Muito namoradeiro, irmão mais velho do João José da narrativa anterior. Nunca se casou. Mas dizem que deixou filhos entre Santiago Maior e Santiago Rio de Moinhos. Isto para só falarmos de Portugal. Nunca cheguei a apurar a veracidade desses ditos. Fosse como fosse, foi esse feitio namoradeiro que lhe ditou a morte. No fim da década de vinte, apaixonou-se por uma espanhola de Cheles, mulher muito bonita, muito charmosa, fazendo fé nas estórias que me chegaram. Mas casada! O romance terá sido muito breve, mas intenso. Durou enquanto o marido da senhora não teve conhecimento que a mulher o enganava com aquele portuguesinho atrevido que se pavoneava pela vila estremeña, sempre de viola a tiracolo, e entretendo a mocidade com modas de “saias” ao jeito da nossa região. Por Cheles tinha pousada, e de noite dedicava-se ao contrabando. Estava sempre na mira da Guarda Civil, dos Carabineiros e das raparigas bonitas que admiravam a sua desenvoltura, galhardia e ar canalha. 
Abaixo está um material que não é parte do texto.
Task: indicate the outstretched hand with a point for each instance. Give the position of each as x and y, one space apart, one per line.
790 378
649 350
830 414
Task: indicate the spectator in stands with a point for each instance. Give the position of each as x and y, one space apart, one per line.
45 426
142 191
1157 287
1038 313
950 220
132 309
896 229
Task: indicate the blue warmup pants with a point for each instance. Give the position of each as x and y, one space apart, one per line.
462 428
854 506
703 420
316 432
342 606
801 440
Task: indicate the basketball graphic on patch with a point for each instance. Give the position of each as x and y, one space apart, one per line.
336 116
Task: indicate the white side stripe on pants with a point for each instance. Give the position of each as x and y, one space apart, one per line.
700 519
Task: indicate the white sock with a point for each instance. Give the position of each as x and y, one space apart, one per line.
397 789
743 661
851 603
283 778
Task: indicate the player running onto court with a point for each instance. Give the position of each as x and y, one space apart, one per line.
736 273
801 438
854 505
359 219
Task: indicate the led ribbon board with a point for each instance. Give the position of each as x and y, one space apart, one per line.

«Local onde Rufino Potra foi Baleado»
Capela de Nossa Senhora da Boa Nova

Apareceu morto, baleado no peito, no adro da igreja de Nossa Senhora da Boa Nova. Ao lado estava um saco com contrabando que vinha de Espanha. Será assim fácil deduzir que não o mataram para o roubar. Isto também deixa de lado a hipótese de uma acção da Guarda Fiscal. Continuando a fazer fé no que me contaram, parece que aquilo foi um ajuste de contas antigas. Terá sido o marido da senhora que contratou um grupo de meliantes espanhóis para lavar a honra que o português manchara. E parece que o abate teria que ser em território português, a fim de evitar especulações. Verdade? Mentira? Estórias às quais se acrescenta um ponto? Vá lá a gente saber agora, quando já passaram quase cem anos sobre o acontecido. O que dele hoje resta são velhas e amarelecidas fotografias que mostram um homem alto, com bigodes caídos, ar gingão e chapéu ao lado.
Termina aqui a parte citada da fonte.